Dus toen mijn zakenpartner Olav en ik gingen rondkijken was het vooral ruimte die we zochten. En die vonden we. Hier konden we de kelder er bij trekken, al was dat nog een heel karwij. Het was vochtig, smerig en er lag geen vloer. We hebben een gigantisch gat moeten laten zagen om een trap naar beneden te kunnen maken.” Met een trotse glundering in zijn ogen vult Lou aan: “Er stond een tractor binnen om alles weg te slepen.” Yuri: “5500 kilo aan puin.”

“Mensen komen ook hier voor het sociale aspect, net als voorheen in Haven”, legt Yuri uit, “maar mensen komen ook voor de specialisatie. We verkopen items waar er wereldwijd misschien vierhonderd van zijn gemaakt. Daardoor komen onze klanten uit heel Nederland. Uit de hele wereld eigenlijk. Chinese zakenlui die in Parijs moeten zijn voor werk komen rustig op en neer om hier sigaren te kopen. Voor hun is vier uur met de trein niet zoveel.”
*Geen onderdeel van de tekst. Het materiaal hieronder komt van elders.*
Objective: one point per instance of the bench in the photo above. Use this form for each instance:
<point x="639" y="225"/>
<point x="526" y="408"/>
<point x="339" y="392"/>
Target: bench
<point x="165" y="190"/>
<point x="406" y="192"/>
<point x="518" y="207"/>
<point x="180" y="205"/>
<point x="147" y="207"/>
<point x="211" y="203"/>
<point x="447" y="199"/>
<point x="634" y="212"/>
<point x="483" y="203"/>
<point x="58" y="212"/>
(c) Annelien Nijland voor Avanti

De vraag wat zijn ouders ervan vonden toen hij de oude zaak verkocht krijgt Yuri vaker. Lou: “Prima toch? Het is zijn droom. Ik was toen sowieso al vertrokken om casino’s te runnen in het buitenland.” “Nee, dat is niet een hele logische overstap, van een sigarettenwinkel naar casino’s”, lacht Lou. “Maar je moet bij ons ook niet voor de logica zijn.” Yuri:” Dat is het denk ik. Wij zijn niet van de logica, wij doen wat we leuk vinden. Als een groter deel van de wereld zou doen wat hij of zij leuk vindt, dan zouden we een veel leukere wereld hebben.”